UPDATE. William Jacobson is on the right track:
So what did Obama and/or administration officials know, and when did they know it? If we knew all bits of information about this individual, the Yemen problem, and the bomb technique, how did we not take preventative measures?
It is interesting that Obama now is taking an unusually aggressive posture, after mostly silence for several days, pointing out that the attack was planned in Yemen and that there will be retaliation.
Something sparked this rather dramatic change in tone. In the past few days, Obama undoubtedly has received multiple after-action briefings dissecting what went wrong.
Given what has leaked, and what has been disclosed publicly, it seems pretty clear that the answer to “who knew what and when” is not going to be favorable to the administration generally, and to Obama specifically.

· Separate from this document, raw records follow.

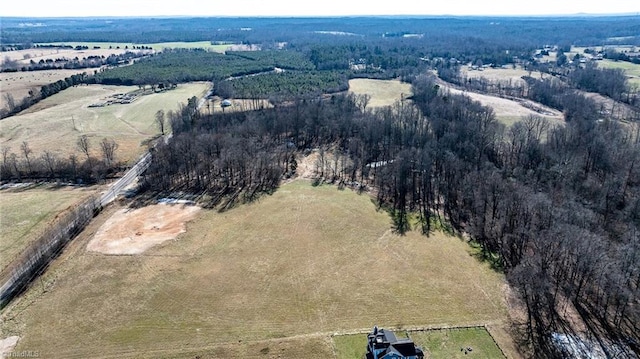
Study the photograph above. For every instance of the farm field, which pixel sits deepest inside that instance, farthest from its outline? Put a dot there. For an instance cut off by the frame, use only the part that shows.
(26, 212)
(18, 84)
(275, 277)
(632, 70)
(159, 46)
(382, 92)
(57, 122)
(436, 343)
(503, 75)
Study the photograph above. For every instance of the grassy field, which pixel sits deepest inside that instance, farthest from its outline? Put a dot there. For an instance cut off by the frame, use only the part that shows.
(632, 70)
(155, 46)
(503, 75)
(382, 92)
(276, 277)
(509, 112)
(436, 343)
(18, 84)
(25, 213)
(58, 121)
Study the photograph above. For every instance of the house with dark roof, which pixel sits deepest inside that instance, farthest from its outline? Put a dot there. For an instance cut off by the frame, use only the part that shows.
(383, 344)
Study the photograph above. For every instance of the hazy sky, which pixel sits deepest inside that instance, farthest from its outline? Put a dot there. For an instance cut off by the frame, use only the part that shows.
(56, 8)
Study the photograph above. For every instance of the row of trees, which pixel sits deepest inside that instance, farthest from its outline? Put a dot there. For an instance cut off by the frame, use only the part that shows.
(49, 166)
(555, 208)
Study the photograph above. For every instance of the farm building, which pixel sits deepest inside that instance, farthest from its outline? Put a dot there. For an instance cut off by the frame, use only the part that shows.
(383, 344)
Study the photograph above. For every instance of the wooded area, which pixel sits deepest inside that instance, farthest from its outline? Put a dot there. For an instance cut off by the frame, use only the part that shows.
(557, 208)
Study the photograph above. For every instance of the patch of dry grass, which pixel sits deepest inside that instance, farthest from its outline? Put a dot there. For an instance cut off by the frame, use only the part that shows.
(25, 213)
(18, 84)
(510, 111)
(58, 121)
(382, 92)
(303, 261)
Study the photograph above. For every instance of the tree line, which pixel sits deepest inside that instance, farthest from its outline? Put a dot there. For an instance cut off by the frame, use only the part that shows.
(82, 168)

Again, not that someone knew of this actual plot, but rather, that someone or some collection of people knew the facts which under other circumstances would have alerted them to the danger.
Yemen or not?
Newsweek ran an interesting piece this morning on how President Obama was briefed on the possibility of a terrorist attack during the holiday season just passed.
It appears to be standard stuff, but something left me scratching my head (emphasis added):
The briefing was centered on a written report, produced by U.S. intelligence agencies, titled “Key Homeland Threats,” a senior U.S. official says.

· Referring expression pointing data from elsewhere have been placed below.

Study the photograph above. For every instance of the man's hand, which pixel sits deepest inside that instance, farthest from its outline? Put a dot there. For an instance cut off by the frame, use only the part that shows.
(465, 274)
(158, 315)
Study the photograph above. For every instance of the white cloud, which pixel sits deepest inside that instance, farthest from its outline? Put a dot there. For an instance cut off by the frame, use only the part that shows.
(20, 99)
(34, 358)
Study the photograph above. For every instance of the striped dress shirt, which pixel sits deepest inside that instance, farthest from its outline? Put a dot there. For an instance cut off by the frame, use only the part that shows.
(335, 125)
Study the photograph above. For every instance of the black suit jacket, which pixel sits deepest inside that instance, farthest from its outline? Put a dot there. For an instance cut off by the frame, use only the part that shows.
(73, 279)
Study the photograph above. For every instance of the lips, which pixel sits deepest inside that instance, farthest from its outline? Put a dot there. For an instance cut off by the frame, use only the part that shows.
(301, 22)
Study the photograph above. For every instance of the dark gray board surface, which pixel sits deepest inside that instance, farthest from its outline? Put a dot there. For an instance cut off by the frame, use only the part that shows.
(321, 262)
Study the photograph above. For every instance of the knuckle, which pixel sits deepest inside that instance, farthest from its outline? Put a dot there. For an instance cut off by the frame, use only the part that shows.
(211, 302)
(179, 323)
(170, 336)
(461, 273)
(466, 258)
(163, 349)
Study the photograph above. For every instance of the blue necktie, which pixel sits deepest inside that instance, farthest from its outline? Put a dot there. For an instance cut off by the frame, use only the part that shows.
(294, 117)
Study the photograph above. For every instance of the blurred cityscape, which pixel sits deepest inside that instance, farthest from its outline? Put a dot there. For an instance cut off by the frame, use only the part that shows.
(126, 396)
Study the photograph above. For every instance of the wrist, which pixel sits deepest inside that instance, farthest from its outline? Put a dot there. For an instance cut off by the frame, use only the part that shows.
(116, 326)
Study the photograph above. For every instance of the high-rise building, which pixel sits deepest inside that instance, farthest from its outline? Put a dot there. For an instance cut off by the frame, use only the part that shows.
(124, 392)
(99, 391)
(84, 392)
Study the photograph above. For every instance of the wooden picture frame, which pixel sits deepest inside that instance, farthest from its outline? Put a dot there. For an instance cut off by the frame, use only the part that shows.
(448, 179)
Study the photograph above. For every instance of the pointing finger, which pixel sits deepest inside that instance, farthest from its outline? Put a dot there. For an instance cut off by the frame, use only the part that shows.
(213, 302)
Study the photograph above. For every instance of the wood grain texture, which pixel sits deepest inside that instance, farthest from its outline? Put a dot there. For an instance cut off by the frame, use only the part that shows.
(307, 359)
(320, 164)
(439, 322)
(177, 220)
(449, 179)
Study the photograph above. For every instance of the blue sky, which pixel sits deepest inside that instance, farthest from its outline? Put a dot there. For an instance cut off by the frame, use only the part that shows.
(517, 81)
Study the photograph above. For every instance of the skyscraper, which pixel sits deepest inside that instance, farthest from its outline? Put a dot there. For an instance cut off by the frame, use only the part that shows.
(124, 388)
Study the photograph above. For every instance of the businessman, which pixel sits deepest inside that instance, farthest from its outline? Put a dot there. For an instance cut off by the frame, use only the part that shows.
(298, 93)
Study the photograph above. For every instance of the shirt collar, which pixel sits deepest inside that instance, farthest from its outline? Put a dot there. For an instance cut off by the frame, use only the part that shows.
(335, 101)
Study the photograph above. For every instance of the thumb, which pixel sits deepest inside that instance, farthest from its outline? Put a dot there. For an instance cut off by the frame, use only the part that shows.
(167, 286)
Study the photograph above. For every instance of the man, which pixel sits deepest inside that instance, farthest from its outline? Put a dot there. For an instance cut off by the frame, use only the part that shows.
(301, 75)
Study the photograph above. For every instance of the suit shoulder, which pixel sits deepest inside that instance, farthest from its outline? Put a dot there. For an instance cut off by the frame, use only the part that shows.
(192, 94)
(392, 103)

The administration official, who asked for anonymity when discussing sensitive information, says that nowhere in this document was there any mention of Yemen, whose affiliate of Al Qaeda is now believed to have been behind the Christmas Day attempt by Umar Farouk Abdulmutallab to bring down a transatlantic airliner with a bomb hidden in his underpants.
However, the official declined to disclose any other information about the substance of the briefing, including what kind of specific warnings, if any, the president was given about possible holiday attacks and whether Yemen came up during oral discussions.
[...]
Presidential aides are concerned that Obama will somehow be unfairly accused of dropping the ball on the fight against terrorists in Yemen—a country where, in fact, the evidence suggests that Obama, as early as last summer, ordered a significant increase in U.S. intelligence activity.

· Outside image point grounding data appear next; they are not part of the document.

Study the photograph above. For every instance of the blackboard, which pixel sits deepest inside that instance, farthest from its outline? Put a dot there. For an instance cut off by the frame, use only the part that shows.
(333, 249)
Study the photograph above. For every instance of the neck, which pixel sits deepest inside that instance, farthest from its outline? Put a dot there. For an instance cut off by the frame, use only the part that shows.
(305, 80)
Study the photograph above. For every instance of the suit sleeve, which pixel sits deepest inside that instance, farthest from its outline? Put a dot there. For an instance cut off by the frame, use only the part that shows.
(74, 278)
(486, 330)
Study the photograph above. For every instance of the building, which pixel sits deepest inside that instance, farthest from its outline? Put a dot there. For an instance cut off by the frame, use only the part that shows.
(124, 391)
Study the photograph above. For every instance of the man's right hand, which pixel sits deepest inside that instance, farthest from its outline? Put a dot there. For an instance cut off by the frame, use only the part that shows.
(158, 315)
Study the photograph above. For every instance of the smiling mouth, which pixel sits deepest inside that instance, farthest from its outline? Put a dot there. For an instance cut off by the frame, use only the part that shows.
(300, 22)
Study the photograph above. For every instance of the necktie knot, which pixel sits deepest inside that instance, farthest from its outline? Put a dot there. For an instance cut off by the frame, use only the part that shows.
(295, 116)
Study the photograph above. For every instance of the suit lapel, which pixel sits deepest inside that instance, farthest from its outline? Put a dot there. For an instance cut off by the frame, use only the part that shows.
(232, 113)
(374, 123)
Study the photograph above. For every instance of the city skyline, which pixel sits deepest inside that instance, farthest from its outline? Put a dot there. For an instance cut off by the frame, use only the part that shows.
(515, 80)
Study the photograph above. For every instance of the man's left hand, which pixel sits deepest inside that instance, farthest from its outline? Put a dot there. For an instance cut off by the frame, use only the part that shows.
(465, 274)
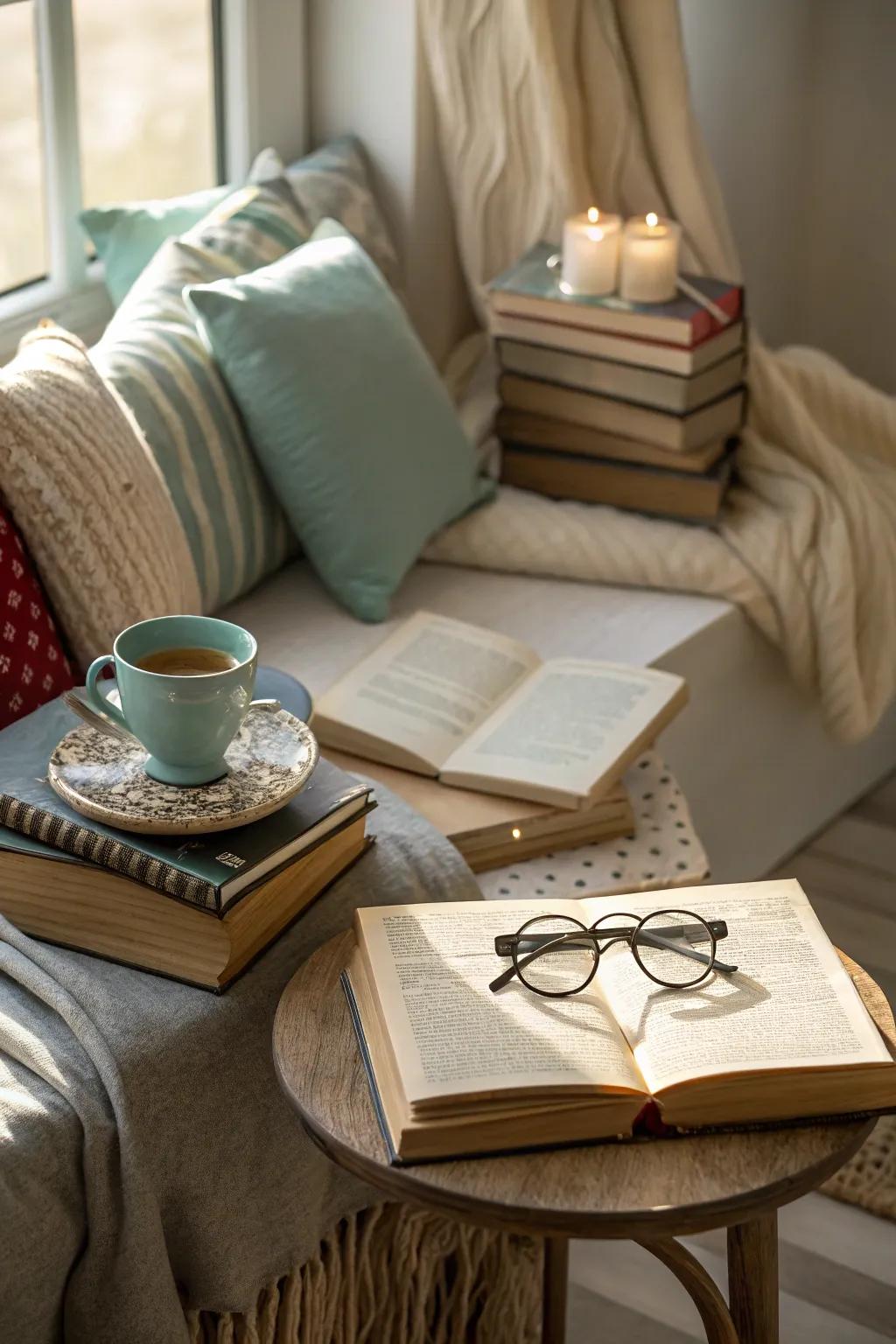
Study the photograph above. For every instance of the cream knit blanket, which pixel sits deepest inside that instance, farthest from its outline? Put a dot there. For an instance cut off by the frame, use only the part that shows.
(806, 544)
(544, 108)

In the weeks before the Christmas incident [...] Obama authorized a major expansion in U.S. intelligence, military, and material support to Yemen’s government—an escalation that some officials acknowledge could be characterized as a new covert war. But Obama’s public and private actions in expanding counterterrorism operations in Yemen may not help him avoid answering further questions about what intelligence agencies told him—and didn’t tell him—about possible threats to the U.S. homeland in the days and weeks before the alleged underpants bomber boarded his Christmas Day flight from Amsterdam to Detroit.
Interesting that an “administration official” is acknowledging that the briefing did not include any mention of terrorist activities coming from Yemen, the country from which it has been confirmed that Abdulmutallab received his terrorist support.
Yet, in the past few months, the President has initiated a “covert war” in Yemen, sending military and intelligence personnel, and money, to counter Yemeni terrorist activities. Obviously, Yemen was an area of concern. The article notes that an attack was suspected, but had originated in Pakistan.
How is it that a Presidential intelligence briefing so close to the day of the attack not mention Yemen at all?